Finish a serialisation to a chunk with serd_chunk_sink().

The returned string is the result of the serialisation, which is null terminated (by this function) and owned by the caller.

void serd_writer_set_error_sink(SerdWriter *writer, SerdErrorSink error_sink, void *error_handle)

Set a function to be called when errors occur during writing.

The error_sink will be called with handle as its first argument. If no error function is set, errors are printed to stderr.

void serd_writer_chop_blank_prefix(SerdWriter *writer, const uint8_t *prefix)

Set a prefix to be removed from matching blank node identifiers.

This is the counterpart to serd_reader_add_blank_prefix() which can be used to “undo” added prefixes.

SerdStatus serd_writer_set_base_uri(SerdWriter *writer, const SerdNode *uri)

Set the current output base URI, and emit a directive if applicable.

Note this function can be safely casted to SerdBaseSink.

SerdStatus serd_writer_set_root_uri(SerdWriter *writer, const SerdNode *uri)

Set the current root URI.

The root URI should be a prefix of the base URI. The path of the root URI is the highest path any relative up-reference can refer to. For example, with root file:///foo/root and base file:///foo/root/base, file:///foo/root will be written as <../>, but file:///foo will be written non-relatively as file:///foo. If the root is not explicitly set, it defaults to the base URI, so no up-references will be created at all.

SerdStatus serd_writer_set_prefix(SerdWriter *writer, const SerdNode *name, const SerdNode *uri)

Set a namespace prefix (and emit directive if applicable).

Note this function can be safely casted to SerdPrefixSink.

SerdStatus serd_writer_write_statement(SerdWriter *writer, SerdStatementFlags flags, const SerdNode *graph, const SerdNode *subject, const SerdNode *predicate, const SerdNode *object, const SerdNode *datatype, const SerdNode *lang)

Write a statement.

Note this function can be safely casted to SerdStatementSink.

SerdStatus serd_writer_end_anon(SerdWriter *writer, const SerdNode *node)

Mark the end of an anonymous node’s description.

Note this function can be safely casted to SerdEndSink.
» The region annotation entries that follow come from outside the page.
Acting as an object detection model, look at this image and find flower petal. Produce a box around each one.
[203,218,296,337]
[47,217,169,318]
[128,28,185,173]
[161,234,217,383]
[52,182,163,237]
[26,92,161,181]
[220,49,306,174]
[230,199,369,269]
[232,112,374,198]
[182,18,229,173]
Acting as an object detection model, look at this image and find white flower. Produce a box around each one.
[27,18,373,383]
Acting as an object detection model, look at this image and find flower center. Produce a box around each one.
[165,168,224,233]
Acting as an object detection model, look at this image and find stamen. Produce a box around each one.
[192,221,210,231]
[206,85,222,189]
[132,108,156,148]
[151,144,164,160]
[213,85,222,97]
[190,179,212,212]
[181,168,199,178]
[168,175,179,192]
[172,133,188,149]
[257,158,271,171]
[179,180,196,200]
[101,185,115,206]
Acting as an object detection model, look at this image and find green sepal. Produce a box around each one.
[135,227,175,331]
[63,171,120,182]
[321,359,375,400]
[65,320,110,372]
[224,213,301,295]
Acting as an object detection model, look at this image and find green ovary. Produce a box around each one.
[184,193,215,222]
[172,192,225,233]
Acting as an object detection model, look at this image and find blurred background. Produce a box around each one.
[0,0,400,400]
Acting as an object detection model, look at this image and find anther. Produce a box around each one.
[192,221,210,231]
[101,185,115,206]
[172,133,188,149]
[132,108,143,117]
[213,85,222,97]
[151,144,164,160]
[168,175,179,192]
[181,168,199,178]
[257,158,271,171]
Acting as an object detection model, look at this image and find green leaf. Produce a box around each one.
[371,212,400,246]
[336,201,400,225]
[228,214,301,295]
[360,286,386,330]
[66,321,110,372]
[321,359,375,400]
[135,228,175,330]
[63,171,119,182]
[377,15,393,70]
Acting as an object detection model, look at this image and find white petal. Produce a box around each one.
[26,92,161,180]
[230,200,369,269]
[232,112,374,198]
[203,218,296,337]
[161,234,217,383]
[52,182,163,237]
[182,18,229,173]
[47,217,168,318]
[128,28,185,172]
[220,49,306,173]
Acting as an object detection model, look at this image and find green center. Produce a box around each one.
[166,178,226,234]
SerdStatus serd_writer_finish(SerdWriter *writer)

Finish a write.

This flushes any pending output, for example terminating punctuation, so that the output is a complete document.

struct SerdChunk

An unterminated string fragment.

const uint8_t *buf

Start of chunk.

size_t len

Length of chunk in bytes.

enum SerdSyntax

RDF syntax type.

enumerator SERD_TURTLE

Terse triples http://www.w3.org/TR/turtle.

enumerator SERD_NTRIPLES

Line-based triples http://www.w3.org/TR/n-triples/.

enumerator SERD_NQUADS

Line-based quads http://www.w3.org/TR/n-quads/.

enumerator SERD_TRIG

Terse quads http://www.w3.org/TR/trig/.

enum SerdNodeFlag

Flags indicating certain string properties relevant to serialisation.

enumerator SERD_HAS_NEWLINE

Contains line breaks (‘n’ or ‘r’)

enumerator SERD_HAS_QUOTE

Contains quotes (‘”’)

typedef uint32_t SerdNodeFlags

Bitwise OR of SerdNodeFlag values.

void serd_free(void *ptr)

Free memory allocated by Serd.

This function exists because some systems require memory allocated by a library to be freed by code in the same library. It is otherwise equivalent to the standard C free() function.